VARESE – Non sono sono stati loro. Ne sono convinti i giudici del Tribunale di Varese che hanno assolto il 23enne di Tradate Anthony Gregory Fusi Mantegazza e il marocchino Hamza Elayar, di 27 anni, dall’accusa di violenza sessuale per gli stupri avvenuti il 3 dicembre 2021 sul treno Varese-Milano e nella sala d’aspetto della stazione di Venegono Inferiore ai danni di due giovani donne poco più che ventenni.
Fusi Mantegazza ed Elayar sono stati prosciolti per non aver commesso il fatto dal collegio giudicante presieduto da Cesare Tacconi che ha respinto le accuse formulate dal pm Lorenzo Dalla Palma, il quale aveva chiesto la condanna a otto anni e un mese di reclusione per il tradatese e nove anni e due mesi per il nordafricano.
Si conclude così il primo atto di un processo drammatico e difficile in cui hanno pesato le difficoltà delle vittime nel confermare il riconoscimento dei presunti stupratori. Ora si attendono gli sviluppi di una vicenda orribile con due ragazze che attendono verità e soprattutto giustizia per l’orrore subito.
Gli imputati erano in carcere dal 5 dicembre, da quando erano stati sottoposti a fermo dalla polizia ferroviaria di Varese e dai carabinieri di Saronno, con l’accusa di aver aggredito e stuprato una ventiduenne che si trovava da sola in una carrozza su un convoglio Trenord della tratta Milano Cadorna – Varese Nord. I due erano accusati anche di una tentata violenza su una coetanea dell’altra ragazza, pochi minuti più tardi alla stazione di Venegono Inferiore. Delle indagini difensive gli avvocati hanno smontato l’impianto accusatorio dimostrando, tra l’altro, che Fusi Mantegazza non era a bordo del treno durante la violenza.

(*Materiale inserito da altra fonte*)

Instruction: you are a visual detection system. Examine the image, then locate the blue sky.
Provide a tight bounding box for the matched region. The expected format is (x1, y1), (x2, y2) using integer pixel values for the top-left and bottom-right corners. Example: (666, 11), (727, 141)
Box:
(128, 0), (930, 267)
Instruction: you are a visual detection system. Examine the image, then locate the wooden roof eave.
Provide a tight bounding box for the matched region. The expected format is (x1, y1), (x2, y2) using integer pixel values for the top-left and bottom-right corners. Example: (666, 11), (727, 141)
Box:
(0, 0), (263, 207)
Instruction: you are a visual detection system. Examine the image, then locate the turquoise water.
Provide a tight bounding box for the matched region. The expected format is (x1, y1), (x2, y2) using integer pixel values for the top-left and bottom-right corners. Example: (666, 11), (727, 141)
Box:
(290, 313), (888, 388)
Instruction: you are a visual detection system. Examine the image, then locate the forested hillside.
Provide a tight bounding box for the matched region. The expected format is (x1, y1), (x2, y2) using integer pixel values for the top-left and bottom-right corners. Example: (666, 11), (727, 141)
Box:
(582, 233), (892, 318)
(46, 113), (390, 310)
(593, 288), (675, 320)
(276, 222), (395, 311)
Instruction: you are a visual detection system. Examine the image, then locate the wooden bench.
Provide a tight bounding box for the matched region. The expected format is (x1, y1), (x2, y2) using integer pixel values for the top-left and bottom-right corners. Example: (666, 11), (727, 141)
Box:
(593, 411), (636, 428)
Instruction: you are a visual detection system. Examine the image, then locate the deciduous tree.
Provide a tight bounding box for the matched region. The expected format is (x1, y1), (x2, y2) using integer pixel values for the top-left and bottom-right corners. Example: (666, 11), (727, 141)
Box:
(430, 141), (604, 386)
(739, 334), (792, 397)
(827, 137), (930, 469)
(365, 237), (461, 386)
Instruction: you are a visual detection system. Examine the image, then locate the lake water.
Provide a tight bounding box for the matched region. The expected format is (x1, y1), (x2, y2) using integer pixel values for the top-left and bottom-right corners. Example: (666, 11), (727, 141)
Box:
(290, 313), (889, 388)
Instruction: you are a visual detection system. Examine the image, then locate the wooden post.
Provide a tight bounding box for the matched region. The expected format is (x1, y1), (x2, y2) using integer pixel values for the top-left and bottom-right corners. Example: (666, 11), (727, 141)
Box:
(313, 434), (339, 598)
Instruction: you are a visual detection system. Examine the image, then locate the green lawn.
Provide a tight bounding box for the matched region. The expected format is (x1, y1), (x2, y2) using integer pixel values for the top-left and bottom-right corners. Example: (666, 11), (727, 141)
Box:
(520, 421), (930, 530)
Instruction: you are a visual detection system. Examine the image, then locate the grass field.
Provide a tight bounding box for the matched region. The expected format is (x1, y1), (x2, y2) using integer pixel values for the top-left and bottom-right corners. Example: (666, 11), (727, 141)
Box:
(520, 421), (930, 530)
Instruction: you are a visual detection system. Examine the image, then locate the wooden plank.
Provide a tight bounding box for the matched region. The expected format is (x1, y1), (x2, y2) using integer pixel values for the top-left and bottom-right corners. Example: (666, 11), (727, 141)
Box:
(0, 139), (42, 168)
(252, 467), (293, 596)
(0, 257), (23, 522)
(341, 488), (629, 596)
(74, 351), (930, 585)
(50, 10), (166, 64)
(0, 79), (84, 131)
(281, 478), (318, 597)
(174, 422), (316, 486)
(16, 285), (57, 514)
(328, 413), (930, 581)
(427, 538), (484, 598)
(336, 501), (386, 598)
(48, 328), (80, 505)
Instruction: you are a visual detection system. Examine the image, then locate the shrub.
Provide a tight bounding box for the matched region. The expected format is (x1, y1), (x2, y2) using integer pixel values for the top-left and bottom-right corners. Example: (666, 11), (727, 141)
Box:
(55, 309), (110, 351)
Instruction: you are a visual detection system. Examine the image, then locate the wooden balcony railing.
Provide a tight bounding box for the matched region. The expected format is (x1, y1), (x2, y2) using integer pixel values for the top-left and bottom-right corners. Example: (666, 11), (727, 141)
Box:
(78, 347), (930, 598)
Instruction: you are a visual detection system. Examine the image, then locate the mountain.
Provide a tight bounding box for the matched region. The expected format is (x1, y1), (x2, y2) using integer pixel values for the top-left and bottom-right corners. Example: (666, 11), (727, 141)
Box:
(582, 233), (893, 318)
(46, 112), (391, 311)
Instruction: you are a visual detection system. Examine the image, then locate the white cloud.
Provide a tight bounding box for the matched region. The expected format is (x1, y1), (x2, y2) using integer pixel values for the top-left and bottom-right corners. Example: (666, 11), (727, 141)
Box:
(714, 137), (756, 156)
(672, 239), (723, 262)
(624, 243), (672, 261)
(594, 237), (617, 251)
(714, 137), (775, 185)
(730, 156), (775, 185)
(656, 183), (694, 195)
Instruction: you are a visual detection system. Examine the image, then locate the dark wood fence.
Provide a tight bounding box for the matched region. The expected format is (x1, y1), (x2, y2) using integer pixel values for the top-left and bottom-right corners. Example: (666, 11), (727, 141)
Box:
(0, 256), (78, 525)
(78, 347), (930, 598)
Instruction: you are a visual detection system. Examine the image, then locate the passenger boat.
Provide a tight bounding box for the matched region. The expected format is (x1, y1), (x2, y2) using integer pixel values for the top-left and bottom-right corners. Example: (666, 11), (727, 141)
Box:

“Finalmente ci hanno dato ragione – ha affermato l’avvocato Mauro Straini che insieme ai colleghi Eugenio Losco e Monica Andretti difende il giovane tradatese -. E’ stata riconosciuta l’innocenza del nostro assistito, il quale non era su quel treno, come risulta da prove oggettive”. Il legale ha ricordato, per esempio, che “non appartiene” al 22enne, il Dna individuato sul cappello sequestrato e ritenuto appartenere a uno dei due stupratori in base ai filmati delle telecamere di sorveglianza. I tre legali, inoltre, avevano svolto indagini difensive per dimostrare, dall’analisi della “cronologia degli spostamenti dell’account Google registrato” sul telefono del loro assistito, che il giovane al momento delle violenze era in un locale di Tradate.